To that end, the UWI, under its mandate as alternate vice-president for the Caribbean region of UDUAL, tabled a proposal for the acronym to be amended to include the Caribbean. The proposal was tabled by Ambassador Gillian Bristol, director, Latin American-Caribbean Centre at the UWI Regional Headquarters. Vice-rector of the University of Havana Dr Mayda Goite, as vice-president for the Caribbean region, endorsed the proposal, calling for inclusion within UDUAL.

The proposal was unanimously supported by the executive council members as a demonstration of the importance attributed by UDUAL to Caribbean higher education institutions and systems and their participation as an integral pillar of the union.

The 96th meeting of the executive council of UDUAL was hosted by Prof Sir Hilary Beckles, vice-chancellor of The UWI and president of Universities Caribbean who jointly chaired the meeting with Dr Dolly Montoya, president of UDUAL and rector of the National University of Colombia.

The meeting heard reports from various members about the current situation of higher education in the regions of UDUAL – Caribbean, Central America, Southern Cone, and Mexico. They noted difficulties faced by the countries in Latin America and the Caribbean which hinder development and challenge universities to participate in research and innovative academic curricula that address poverty, crime, climate change, unemployment and illiteracy.

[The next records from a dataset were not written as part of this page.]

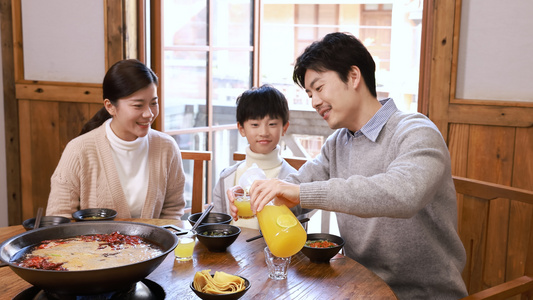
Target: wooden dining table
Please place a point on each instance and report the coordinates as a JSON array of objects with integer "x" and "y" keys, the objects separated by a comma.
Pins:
[{"x": 341, "y": 278}]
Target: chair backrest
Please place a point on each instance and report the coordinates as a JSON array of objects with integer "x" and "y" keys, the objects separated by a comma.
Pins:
[
  {"x": 199, "y": 157},
  {"x": 496, "y": 228},
  {"x": 295, "y": 162}
]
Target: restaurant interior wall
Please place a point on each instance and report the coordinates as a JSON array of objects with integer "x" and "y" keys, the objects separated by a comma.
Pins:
[{"x": 200, "y": 88}]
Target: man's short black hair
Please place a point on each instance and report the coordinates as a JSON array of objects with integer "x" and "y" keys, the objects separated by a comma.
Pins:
[{"x": 337, "y": 52}]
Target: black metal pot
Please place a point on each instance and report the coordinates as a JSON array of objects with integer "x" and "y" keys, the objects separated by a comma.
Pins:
[{"x": 91, "y": 281}]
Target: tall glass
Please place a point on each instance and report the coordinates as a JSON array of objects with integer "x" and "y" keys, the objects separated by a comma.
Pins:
[
  {"x": 283, "y": 233},
  {"x": 242, "y": 202}
]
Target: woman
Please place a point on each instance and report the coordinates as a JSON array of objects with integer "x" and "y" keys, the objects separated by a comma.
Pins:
[{"x": 118, "y": 161}]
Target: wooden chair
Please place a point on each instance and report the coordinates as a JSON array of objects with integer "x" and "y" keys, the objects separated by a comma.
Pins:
[
  {"x": 479, "y": 203},
  {"x": 475, "y": 197},
  {"x": 295, "y": 162},
  {"x": 199, "y": 157}
]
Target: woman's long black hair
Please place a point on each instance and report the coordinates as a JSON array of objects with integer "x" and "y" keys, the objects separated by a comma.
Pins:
[{"x": 121, "y": 80}]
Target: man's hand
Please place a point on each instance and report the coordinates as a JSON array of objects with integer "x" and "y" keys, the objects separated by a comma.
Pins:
[{"x": 282, "y": 192}]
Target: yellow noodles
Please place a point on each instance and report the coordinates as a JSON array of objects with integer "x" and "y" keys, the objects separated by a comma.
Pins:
[{"x": 220, "y": 283}]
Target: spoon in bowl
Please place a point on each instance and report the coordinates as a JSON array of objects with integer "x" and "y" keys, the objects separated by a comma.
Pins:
[{"x": 202, "y": 216}]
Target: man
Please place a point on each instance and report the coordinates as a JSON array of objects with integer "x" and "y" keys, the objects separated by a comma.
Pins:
[{"x": 385, "y": 173}]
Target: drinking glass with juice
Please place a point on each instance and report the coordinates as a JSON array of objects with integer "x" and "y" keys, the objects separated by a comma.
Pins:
[
  {"x": 242, "y": 202},
  {"x": 185, "y": 248},
  {"x": 283, "y": 233}
]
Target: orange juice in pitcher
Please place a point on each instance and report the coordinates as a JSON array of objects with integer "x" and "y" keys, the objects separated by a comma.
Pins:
[{"x": 283, "y": 233}]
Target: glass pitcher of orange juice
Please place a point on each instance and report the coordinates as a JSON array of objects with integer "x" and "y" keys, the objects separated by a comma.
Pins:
[{"x": 283, "y": 233}]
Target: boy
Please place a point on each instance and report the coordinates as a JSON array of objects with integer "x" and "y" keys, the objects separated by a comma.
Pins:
[{"x": 263, "y": 118}]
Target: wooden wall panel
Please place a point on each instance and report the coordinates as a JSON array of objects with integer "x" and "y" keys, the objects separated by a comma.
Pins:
[
  {"x": 24, "y": 116},
  {"x": 490, "y": 159},
  {"x": 521, "y": 214},
  {"x": 44, "y": 151},
  {"x": 457, "y": 144}
]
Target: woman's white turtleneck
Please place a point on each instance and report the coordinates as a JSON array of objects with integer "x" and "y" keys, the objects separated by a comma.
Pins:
[{"x": 131, "y": 161}]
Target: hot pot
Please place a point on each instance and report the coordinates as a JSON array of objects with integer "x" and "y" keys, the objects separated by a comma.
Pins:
[{"x": 91, "y": 281}]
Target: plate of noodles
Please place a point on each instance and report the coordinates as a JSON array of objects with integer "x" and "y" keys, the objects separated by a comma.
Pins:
[{"x": 219, "y": 285}]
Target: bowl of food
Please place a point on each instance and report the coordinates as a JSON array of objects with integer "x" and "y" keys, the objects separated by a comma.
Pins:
[
  {"x": 46, "y": 221},
  {"x": 217, "y": 237},
  {"x": 321, "y": 247},
  {"x": 95, "y": 214},
  {"x": 210, "y": 218},
  {"x": 219, "y": 286}
]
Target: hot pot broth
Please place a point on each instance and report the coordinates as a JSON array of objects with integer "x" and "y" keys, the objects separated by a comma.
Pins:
[{"x": 87, "y": 252}]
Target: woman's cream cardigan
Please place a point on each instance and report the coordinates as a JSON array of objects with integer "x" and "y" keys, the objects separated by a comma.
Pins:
[{"x": 86, "y": 177}]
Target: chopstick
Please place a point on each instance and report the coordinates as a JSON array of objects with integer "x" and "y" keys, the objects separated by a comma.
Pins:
[{"x": 37, "y": 223}]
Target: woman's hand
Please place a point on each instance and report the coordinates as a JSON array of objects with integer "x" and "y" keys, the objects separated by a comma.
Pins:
[{"x": 282, "y": 192}]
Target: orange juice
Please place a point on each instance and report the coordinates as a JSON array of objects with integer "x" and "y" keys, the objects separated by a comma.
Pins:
[
  {"x": 245, "y": 211},
  {"x": 185, "y": 248},
  {"x": 283, "y": 233}
]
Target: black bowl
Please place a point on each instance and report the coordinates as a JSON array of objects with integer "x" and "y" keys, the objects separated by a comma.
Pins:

Several universities also called attention to challenges to their autonomy and financial constraints as issues which hamper their independence and capacity. Members agreed that unification under UDUAL was key to formulating collaborative research and other projects to address these concerns.

Urging collaboration and a sharing of experiences and solutions, Sir Hilary said, “We must build a programme for the future around the conversations that bind us together.” Citing climate change, public health, migration, and inequality as some of those shared challenges, he added: “there are a dozen or more conversations that we all share that can become a major manifesto for future development.”

“We need a revolution in access to higher education. We need to ensure ample numbers of skilled persons at every level and an alignment of everything required to achieve growth and social transformation,” he declared. “We have to be more agile to find opportunities for collaboration to make our research more available to industry, transform the relevance of our universities for people today.”

Ten heads of universities throughout Latin America and the Caribbean participated in the meeting. Countries represented were: Argentina, Bolivia, Brazil, Chile, Colombia, Costa Rica, Cuba, Mexico, Nicaragua, Peru, and Uruguay.